La grimace
de Heinrich Böll

critiqué par Pucksimberg, le 27 août 2012
(Toulon - 44 ans)


La note:  étoiles
Une virulente critique de l'Allemagne
Hans Schnier, fils d'un magnat de l'industrie, n'entend pas suivre un chemin qui semblait clairement tracé étant donné le statut de sa famille. Il souhaite devenir clown. Sa vie bascule quand Marie la femme qu'il aime le quitte pour un autre. Il devient trop marginal, on le voit d'un mauvais oeil, les groupuscules catholiques n'ont plus un regard positif sur lui. C'est le début de la déchéance : celui qui aurait pu être un parfait fils à papa va connaître l'alcoolisme, la mendicité, la révolte ...

Il va devenir un clown malheureux mais avisé. Il assène des vérités et sa franchise étonne. Le roman s'apparente à de longs monologues. Hans Téléphone régulièrement aux siens et ce ne sont que des règlements de compte.
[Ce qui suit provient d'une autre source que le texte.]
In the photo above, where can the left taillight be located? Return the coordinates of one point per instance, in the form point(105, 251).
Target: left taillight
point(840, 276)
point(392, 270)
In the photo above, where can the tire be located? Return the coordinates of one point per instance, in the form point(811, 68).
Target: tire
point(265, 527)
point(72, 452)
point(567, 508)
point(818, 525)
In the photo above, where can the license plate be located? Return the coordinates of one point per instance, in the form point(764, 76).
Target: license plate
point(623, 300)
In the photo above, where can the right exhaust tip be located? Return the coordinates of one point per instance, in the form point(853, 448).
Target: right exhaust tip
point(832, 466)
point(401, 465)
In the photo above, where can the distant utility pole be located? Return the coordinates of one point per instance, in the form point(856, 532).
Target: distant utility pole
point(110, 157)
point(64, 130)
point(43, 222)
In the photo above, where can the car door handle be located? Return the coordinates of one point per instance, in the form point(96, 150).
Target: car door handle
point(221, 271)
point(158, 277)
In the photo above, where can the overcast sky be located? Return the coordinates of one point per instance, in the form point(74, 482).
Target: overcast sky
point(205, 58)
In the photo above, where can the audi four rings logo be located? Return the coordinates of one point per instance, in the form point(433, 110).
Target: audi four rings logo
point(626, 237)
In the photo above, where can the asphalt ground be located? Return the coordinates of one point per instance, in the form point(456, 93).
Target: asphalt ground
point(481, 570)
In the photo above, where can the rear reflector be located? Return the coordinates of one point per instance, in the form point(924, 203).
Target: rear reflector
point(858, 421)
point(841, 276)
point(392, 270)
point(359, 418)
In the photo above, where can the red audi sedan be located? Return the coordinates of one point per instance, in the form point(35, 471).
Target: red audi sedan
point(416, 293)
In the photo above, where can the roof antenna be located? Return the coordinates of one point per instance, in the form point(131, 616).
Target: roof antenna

Heinrich Böll, par le biais de son personnage, éreinte l'hypocrisie de l'Allemagne au lendemain de la guerre par le personnage de la mère de Hans qui souhaite se donner bonne conscience. ( Böll appartient au mouvement que l'on appelle "la littérature des ruines", groupe d'écrivains allemands qui n'ont pas hésité à critiquer leur pays et certains choix après la seconde guerre mondiale ... ). L'histoire se déroule pourtant bien après la guerre, mais on ne peut effacer en quelques années des épisodes traumatisants. Il critique aussi certains groupes catholiques, l'univers bourgeois conformiste et les industriels.

Un roman dur, sombre, révolté qui reflète le mal être de certains intellectuels allemands.